Researchers in the Faculty of Medicine have determined why inflammation in the hypothalamus can cause excess weight gain.
Dr. Michiru Hirasawa is a professor of neurosciences in the Division of BioMedical Sciences at Memorial University.
She is interested in how the brain controls appetite and body weight.
A recent paper, published in the Proceedings of the National Academy of Sciences, is the culmination of her nearly 15 years of study on the subject.
Explaining opposite outcomes
When we get sick, through infection or chronic disease, inflammation occurs and that includes the brain, says Dr. Hirasawa.
“When the brain is inflamed, you get fever, lethargy, loss of appetite and loss of body weight. That’s usually what inflammation is associated with,” she said. “However, in the last two decades, it was found that inflammation also happens during obesity and causes increased body weight and appetite. No one really had a clear answer to why it can cause two opposite outcomes. Our study provides an explanation for the conundrum.”
Her research revealed an inflammatory molecule, prostaglandin E2 (PGE2), is produced in the hypothalamus by high-fat diets and directly activates a group of appetite-inducing melanin-concentrating hormone neurons.
In contrast, high levels of PGE2, as seen during infections, were found to inhibit the same neurons.
Her research group used genetic tools to remove the receptor for PGE2 in melanin-concentrating hormone neurons of mice to block its activation.
This protected the mice from obesity and fatty liver, even when fed a high-fat diet.

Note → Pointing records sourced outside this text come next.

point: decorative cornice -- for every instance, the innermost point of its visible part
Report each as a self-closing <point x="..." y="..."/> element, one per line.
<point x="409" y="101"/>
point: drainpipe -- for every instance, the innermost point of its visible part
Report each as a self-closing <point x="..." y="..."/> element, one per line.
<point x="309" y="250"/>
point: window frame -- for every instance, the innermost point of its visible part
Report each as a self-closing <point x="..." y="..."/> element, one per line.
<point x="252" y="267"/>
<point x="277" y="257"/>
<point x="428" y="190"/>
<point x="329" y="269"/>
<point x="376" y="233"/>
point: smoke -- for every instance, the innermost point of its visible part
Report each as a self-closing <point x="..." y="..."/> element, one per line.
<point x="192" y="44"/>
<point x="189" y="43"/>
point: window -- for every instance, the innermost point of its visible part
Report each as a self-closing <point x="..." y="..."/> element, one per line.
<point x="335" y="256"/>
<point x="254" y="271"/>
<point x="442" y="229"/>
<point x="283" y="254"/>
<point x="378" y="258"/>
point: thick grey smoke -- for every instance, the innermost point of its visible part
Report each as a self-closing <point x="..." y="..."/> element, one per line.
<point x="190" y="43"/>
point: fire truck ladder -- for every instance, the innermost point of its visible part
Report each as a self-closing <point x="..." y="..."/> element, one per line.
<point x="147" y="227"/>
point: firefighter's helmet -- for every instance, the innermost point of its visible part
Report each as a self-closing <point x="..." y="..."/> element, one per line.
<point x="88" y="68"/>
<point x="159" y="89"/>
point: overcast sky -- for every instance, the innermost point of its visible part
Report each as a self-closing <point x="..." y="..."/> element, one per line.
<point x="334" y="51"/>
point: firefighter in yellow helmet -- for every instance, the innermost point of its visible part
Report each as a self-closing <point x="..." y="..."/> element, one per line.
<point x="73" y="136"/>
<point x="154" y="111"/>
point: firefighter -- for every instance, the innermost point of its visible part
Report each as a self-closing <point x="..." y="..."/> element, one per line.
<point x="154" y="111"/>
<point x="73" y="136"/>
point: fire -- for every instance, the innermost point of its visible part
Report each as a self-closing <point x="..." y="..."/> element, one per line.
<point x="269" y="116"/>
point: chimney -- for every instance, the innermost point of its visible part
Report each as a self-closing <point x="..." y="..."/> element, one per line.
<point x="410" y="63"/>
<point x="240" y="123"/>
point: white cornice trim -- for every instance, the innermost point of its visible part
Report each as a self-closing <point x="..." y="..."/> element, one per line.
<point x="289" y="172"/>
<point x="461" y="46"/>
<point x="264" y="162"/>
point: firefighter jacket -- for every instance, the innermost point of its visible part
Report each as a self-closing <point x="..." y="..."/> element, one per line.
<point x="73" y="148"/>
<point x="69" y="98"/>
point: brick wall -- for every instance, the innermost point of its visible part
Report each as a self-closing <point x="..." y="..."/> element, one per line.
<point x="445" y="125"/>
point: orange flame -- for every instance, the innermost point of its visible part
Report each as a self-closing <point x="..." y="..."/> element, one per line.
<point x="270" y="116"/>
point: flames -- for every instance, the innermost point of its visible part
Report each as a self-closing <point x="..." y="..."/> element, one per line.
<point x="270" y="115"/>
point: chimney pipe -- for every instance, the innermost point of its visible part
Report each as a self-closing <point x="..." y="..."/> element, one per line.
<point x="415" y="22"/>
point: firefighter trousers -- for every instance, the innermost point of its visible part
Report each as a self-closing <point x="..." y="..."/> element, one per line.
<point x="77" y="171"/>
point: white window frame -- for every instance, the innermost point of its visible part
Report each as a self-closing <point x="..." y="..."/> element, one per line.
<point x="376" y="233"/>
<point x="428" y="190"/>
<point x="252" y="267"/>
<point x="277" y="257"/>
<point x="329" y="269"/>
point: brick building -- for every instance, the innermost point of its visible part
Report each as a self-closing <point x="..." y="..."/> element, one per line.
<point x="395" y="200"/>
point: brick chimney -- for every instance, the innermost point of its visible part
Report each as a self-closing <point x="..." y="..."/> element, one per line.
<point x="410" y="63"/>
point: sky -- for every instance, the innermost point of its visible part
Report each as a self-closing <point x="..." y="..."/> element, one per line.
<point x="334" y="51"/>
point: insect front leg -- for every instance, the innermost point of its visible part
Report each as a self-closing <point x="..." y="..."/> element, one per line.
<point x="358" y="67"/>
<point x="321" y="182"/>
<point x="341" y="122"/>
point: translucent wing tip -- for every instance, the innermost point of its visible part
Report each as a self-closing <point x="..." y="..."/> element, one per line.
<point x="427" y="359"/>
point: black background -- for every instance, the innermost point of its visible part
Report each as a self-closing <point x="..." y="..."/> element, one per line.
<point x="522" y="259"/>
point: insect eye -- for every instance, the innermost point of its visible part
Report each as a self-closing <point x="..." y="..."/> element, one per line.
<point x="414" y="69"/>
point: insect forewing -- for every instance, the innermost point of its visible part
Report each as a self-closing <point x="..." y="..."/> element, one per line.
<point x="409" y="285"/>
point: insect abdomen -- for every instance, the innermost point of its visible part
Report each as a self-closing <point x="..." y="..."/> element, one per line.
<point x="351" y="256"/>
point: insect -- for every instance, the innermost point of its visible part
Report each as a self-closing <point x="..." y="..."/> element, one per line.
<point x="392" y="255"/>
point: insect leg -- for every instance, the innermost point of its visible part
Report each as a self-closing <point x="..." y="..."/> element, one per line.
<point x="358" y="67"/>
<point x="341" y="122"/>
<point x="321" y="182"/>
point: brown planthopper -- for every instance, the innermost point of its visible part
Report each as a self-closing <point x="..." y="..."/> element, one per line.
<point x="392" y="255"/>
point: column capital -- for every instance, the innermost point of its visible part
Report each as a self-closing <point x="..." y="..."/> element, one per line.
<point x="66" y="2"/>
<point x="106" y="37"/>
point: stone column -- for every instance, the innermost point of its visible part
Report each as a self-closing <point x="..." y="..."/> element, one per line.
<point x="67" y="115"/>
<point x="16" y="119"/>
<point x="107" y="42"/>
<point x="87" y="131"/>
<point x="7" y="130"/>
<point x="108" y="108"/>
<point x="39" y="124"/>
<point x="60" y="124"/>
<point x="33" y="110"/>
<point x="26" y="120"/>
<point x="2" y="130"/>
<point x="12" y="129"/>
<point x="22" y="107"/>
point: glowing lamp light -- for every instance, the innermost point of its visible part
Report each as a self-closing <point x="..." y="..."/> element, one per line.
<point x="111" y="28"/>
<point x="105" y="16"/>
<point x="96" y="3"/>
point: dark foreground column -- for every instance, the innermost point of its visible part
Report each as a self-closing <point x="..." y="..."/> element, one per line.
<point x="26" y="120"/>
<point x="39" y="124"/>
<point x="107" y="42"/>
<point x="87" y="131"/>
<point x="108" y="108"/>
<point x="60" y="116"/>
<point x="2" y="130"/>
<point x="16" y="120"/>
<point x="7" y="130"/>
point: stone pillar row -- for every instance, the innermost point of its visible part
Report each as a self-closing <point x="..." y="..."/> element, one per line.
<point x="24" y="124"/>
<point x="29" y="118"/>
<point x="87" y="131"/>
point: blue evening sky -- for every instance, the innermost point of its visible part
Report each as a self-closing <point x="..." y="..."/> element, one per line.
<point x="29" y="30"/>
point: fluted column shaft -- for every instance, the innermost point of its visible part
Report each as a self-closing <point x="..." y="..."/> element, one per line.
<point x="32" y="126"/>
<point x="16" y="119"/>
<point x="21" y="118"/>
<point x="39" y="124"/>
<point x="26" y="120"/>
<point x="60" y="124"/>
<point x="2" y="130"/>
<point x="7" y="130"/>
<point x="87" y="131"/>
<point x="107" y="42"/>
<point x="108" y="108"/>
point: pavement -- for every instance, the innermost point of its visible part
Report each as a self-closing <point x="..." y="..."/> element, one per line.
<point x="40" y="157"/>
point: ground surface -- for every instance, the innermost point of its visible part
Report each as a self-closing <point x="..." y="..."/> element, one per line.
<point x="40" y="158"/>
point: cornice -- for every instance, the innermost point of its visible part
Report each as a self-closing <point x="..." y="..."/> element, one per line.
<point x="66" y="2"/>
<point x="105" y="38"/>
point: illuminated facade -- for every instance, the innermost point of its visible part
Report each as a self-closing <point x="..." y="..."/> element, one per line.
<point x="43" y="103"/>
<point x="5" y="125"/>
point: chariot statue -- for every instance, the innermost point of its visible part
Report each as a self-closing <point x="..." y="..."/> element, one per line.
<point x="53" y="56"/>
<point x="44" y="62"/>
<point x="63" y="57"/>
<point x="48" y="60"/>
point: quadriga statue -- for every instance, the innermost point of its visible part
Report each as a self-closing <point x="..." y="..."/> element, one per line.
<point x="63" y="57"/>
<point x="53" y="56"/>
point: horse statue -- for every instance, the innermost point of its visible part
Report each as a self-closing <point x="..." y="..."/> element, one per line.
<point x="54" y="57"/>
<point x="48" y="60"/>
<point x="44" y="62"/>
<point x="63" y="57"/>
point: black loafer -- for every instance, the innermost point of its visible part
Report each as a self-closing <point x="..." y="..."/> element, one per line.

Dr. Hirasawa says since body weight regulation is a complex process, there are likely other reasons why inflammation can cause both weight gain and loss, but her research provides at least one of those answers.
“If we target this mechanism as a treatment of obesity, what are the long-term impacts?”
She and her team use animal models because it’s difficult to pinpoint a cause or result in humans when there are so many variables in our lifestyles.
“With animal models, we can manipulate very specific factors and see the result. Our study showed that targeting PGE2 signaling may be a promising path toward treatments for obesity, but we need to be cautious with this approach because PGE2 has many important functions. There may be unwanted side effects if you block PGE2 for a long time.”
Her research group is now studying the mice created for the study to see what other phenotypes, or characteristics, they have.
“MCH has also been linked to memory, mood and sleep,” she said. “If we target this mechanism as a treatment of obesity, what are the long-term impacts?”
Although many students and research assistants were involved throughout past 15 the years, Dr. Hirasawa gives special credit to two.
“This project has been passed on from generation to generation of students, but two in particular hardworking and talented PhD students, Lisa Fang and Victoria Linehan, played a very important role in the project.”